Share

Lelaki Berlumur Madu

Bram meminta supirnya untuk membawa mobilku ke apartemen. Berada satu mobil dengannya, membuatku salah tingkah. Pendingin udara seolah tak mampu mengusir renjana yang meletup di dada. 

Lelaki ini mampu membakar hanya dengan beradu pandang. Ingatanku melayang saat pertama kali mengenalnya. Mirip kisah sinetron, aku tak sengaja bertabrakan dengannya di eksekutif lounge. Ternyata tujuan kami sama, Bali. Bedanya dia pergi untuk urusan kantor, aku hendak menyusul kekasih hati yang merajuk karena batal berangkat liburan berdua. Pagi itu Mami tiba-tiba muncul dan berulah.

Aku suka perpaduan antara parfum musk, sandalwood dengan aroma tembakau yang menguar kuat. Rahang kokoh yang ditumbuhi bulu-bulu halus, hidung mancung dan tatapan setajam mata elang, seperti pahatan patung malaikat.

Rasa bersalah pada kekasih, menguap begitu saja. Jiwa petualang cintaku bergelora. Rasanya terlalu sayang untuk dilewatkan bisa berkenalan dengan lelaki ini. Aku minta maaf seanggun mungkin, lalu melenggang pergi tanpa berbasa-basi panjang.

Ketukan high heelsku menggema, senyum terkembang lebar, meyakini dia telah jatuh dalam perangkap. Tidak ada laki-laki yang sanggup menolak pesona seorang Zeline Zakeysha.
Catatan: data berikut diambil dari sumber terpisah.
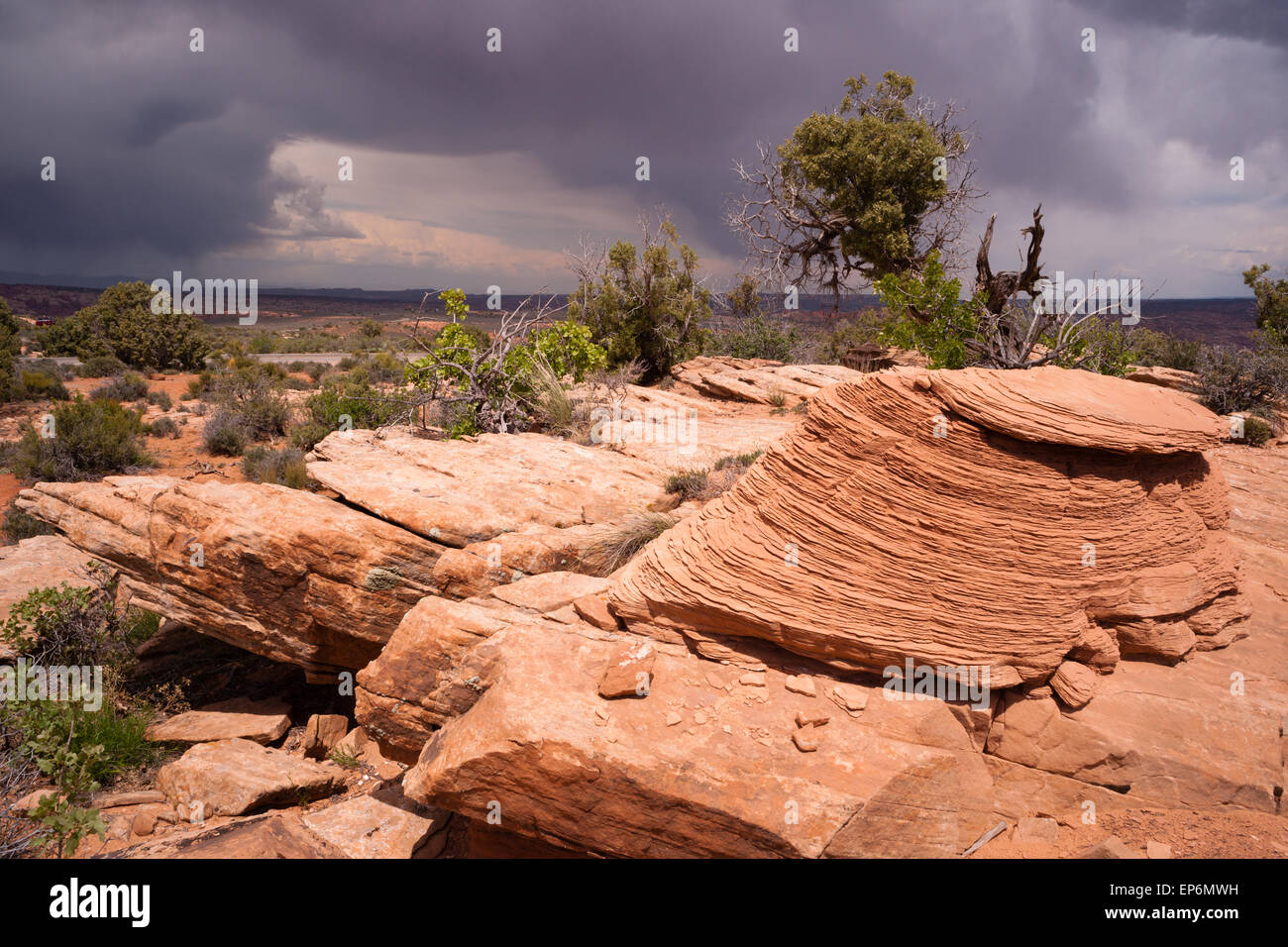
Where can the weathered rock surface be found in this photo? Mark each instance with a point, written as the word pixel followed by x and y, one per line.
pixel 233 777
pixel 372 827
pixel 259 722
pixel 884 527
pixel 282 573
pixel 678 432
pixel 321 733
pixel 1166 377
pixel 614 779
pixel 759 380
pixel 37 564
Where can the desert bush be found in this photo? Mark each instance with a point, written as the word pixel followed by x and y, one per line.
pixel 755 337
pixel 121 324
pixel 1257 431
pixel 101 367
pixel 1271 303
pixel 1166 351
pixel 690 484
pixel 68 625
pixel 33 384
pixel 128 386
pixel 708 483
pixel 616 545
pixel 644 305
pixel 927 315
pixel 73 744
pixel 283 467
pixel 1241 379
pixel 22 526
pixel 11 347
pixel 254 394
pixel 90 440
pixel 224 433
pixel 1102 346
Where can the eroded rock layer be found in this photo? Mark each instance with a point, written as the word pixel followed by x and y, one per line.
pixel 971 518
pixel 281 573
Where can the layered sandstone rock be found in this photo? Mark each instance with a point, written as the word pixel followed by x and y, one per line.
pixel 460 492
pixel 704 764
pixel 964 518
pixel 37 564
pixel 281 573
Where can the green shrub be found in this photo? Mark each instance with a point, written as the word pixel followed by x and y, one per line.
pixel 691 484
pixel 21 526
pixel 128 386
pixel 121 324
pixel 283 467
pixel 254 395
pixel 162 427
pixel 756 337
pixel 37 385
pixel 101 367
pixel 1257 431
pixel 224 434
pixel 1241 380
pixel 1166 351
pixel 364 405
pixel 90 440
pixel 926 315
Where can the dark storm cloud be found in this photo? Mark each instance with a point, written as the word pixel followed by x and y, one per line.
pixel 163 155
pixel 1258 21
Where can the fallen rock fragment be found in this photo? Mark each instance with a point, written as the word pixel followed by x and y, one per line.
pixel 1074 684
pixel 805 738
pixel 803 684
pixel 232 777
pixel 1037 830
pixel 284 574
pixel 629 672
pixel 1112 847
pixel 912 474
pixel 370 827
pixel 849 697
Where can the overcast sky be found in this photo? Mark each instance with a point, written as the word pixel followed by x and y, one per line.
pixel 476 167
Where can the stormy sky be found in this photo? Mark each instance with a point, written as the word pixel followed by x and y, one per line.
pixel 475 167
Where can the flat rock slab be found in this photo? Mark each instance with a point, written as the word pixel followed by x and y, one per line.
pixel 261 722
pixel 281 573
pixel 568 768
pixel 460 492
pixel 880 528
pixel 759 380
pixel 233 777
pixel 369 827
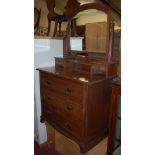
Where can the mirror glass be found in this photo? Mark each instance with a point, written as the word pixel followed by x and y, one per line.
pixel 88 31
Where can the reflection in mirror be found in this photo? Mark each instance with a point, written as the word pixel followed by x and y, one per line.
pixel 89 31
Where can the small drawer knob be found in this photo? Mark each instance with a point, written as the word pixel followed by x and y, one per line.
pixel 47 82
pixel 68 125
pixel 68 90
pixel 69 107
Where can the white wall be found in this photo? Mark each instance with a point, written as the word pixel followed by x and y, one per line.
pixel 44 52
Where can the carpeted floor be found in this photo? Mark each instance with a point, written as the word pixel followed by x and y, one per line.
pixel 43 151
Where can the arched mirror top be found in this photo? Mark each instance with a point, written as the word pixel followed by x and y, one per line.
pixel 89 29
pixel 73 11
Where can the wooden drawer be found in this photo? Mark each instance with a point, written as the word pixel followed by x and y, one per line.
pixel 62 105
pixel 67 87
pixel 69 125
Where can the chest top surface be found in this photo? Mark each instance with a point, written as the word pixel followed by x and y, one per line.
pixel 74 75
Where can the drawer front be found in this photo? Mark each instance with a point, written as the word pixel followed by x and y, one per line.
pixel 62 85
pixel 69 126
pixel 62 105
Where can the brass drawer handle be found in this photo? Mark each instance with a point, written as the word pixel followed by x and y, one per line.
pixel 68 125
pixel 49 98
pixel 47 83
pixel 68 90
pixel 69 107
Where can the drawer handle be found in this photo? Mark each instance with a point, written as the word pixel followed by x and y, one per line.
pixel 69 107
pixel 48 83
pixel 48 98
pixel 68 125
pixel 68 90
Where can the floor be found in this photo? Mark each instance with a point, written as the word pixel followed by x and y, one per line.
pixel 43 151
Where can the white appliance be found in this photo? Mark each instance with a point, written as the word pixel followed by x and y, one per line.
pixel 44 52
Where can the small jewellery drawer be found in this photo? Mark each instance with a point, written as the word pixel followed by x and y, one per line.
pixel 70 88
pixel 62 105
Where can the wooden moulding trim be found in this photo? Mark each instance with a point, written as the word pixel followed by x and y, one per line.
pixel 86 7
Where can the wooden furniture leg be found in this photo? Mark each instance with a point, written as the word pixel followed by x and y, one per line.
pixel 55 28
pixel 59 28
pixel 116 91
pixel 49 27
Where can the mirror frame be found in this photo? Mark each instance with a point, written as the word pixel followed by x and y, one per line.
pixel 110 31
pixel 36 25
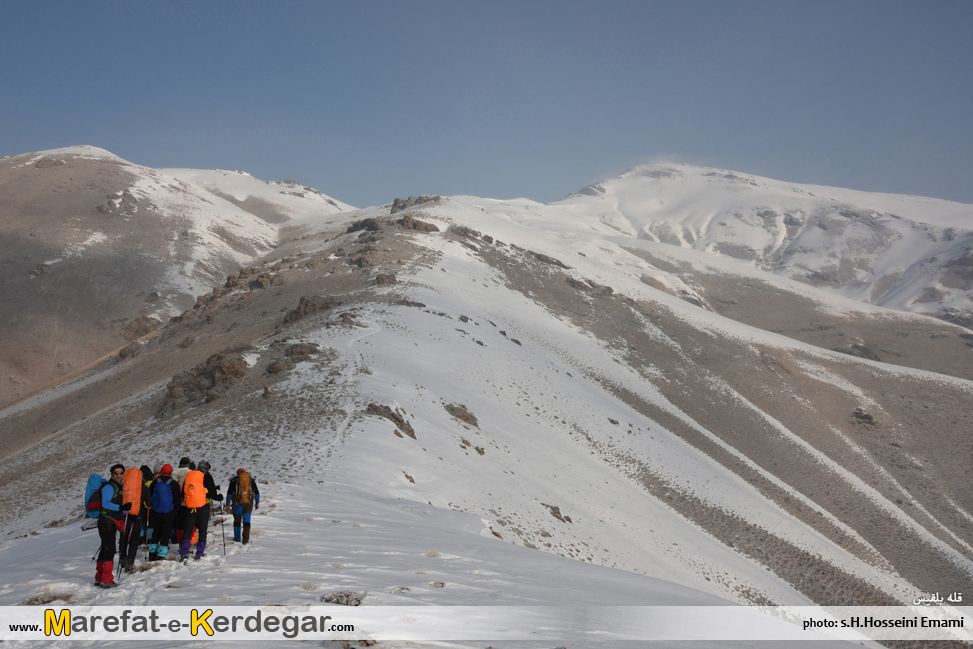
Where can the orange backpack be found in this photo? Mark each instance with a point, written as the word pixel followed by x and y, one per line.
pixel 193 490
pixel 132 490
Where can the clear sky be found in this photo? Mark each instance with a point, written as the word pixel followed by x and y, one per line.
pixel 368 101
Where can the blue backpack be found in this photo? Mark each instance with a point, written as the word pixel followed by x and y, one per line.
pixel 162 501
pixel 92 495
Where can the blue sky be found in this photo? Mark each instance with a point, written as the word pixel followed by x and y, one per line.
pixel 367 101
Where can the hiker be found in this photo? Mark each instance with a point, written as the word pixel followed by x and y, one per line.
pixel 166 496
pixel 180 475
pixel 199 492
pixel 145 517
pixel 114 519
pixel 242 497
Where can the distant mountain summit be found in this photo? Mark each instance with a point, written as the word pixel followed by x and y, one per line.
pixel 98 251
pixel 629 377
pixel 903 252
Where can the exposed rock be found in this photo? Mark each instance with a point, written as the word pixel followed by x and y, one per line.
pixel 549 260
pixel 47 162
pixel 460 412
pixel 208 380
pixel 556 513
pixel 299 352
pixel 310 305
pixel 345 597
pixel 367 256
pixel 370 225
pixel 464 231
pixel 266 280
pixel 393 416
pixel 954 316
pixel 410 223
pixel 140 326
pixel 863 416
pixel 577 285
pixel 129 350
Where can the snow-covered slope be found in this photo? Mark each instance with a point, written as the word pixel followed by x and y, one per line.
pixel 903 252
pixel 94 242
pixel 526 379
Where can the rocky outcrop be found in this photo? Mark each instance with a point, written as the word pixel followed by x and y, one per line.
pixel 394 416
pixel 311 304
pixel 207 381
pixel 410 223
pixel 140 326
pixel 400 204
pixel 460 412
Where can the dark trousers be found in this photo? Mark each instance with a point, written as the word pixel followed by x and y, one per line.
pixel 198 518
pixel 107 529
pixel 162 525
pixel 179 524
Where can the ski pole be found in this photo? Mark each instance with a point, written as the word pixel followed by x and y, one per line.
pixel 223 528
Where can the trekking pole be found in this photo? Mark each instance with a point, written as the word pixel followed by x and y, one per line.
pixel 223 526
pixel 121 550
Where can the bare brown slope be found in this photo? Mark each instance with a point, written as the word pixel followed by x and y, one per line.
pixel 81 258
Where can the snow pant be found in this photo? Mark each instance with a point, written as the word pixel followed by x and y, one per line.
pixel 161 533
pixel 179 524
pixel 241 514
pixel 147 519
pixel 129 544
pixel 197 517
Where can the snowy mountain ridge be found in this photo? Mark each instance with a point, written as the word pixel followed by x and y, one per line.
pixel 902 252
pixel 543 376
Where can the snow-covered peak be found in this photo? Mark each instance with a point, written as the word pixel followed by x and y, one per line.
pixel 274 201
pixel 905 252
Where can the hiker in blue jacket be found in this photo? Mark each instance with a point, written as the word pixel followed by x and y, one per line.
pixel 113 521
pixel 166 495
pixel 242 504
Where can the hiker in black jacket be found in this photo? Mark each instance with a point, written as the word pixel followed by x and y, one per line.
pixel 166 495
pixel 113 521
pixel 242 504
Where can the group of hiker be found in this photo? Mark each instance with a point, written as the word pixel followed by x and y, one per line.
pixel 162 507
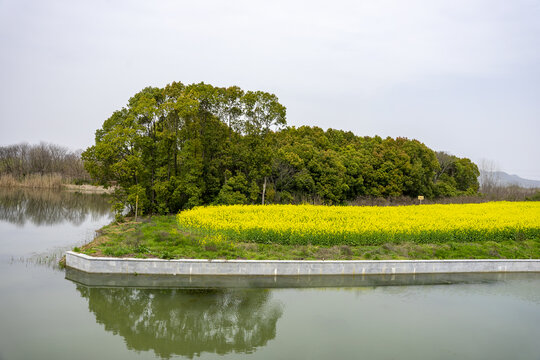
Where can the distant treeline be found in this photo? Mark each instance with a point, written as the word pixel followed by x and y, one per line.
pixel 181 146
pixel 24 160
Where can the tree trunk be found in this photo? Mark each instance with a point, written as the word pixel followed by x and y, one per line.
pixel 264 190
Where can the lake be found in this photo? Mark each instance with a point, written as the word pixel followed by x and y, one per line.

Hati bersorak riang saat dia meminta penumpang di sebelahku untuk bertukar tempat. Ah, terlalu mudah ditebak. Bolehlah untuk sekadar bersenang-senang. 

Perbincangan hangat terjadi di sepanjang penerbangan. Aku tidak jadi mengejar kekasih yang sedang merajuk. Aku menghabiskan waktu bersama si pencuri hati. 

"Babe, kita sudah sampai," tegur Bram. 

Aku terkejut. Lamunan seketika buyar. 

Gegas, Bram turun, membukakan pintu mobil untukku dan mengulurkan tangan. Saat aku menyambut, dia justru mengentakkan tangan dan mendekap tubuh ini erat. 

"I love you, Babe." 

"I know."

Aku membiarkan dia memeluk selama sekian menit. Lalu melepaskan pelukan itu seraya tersenyum manja. 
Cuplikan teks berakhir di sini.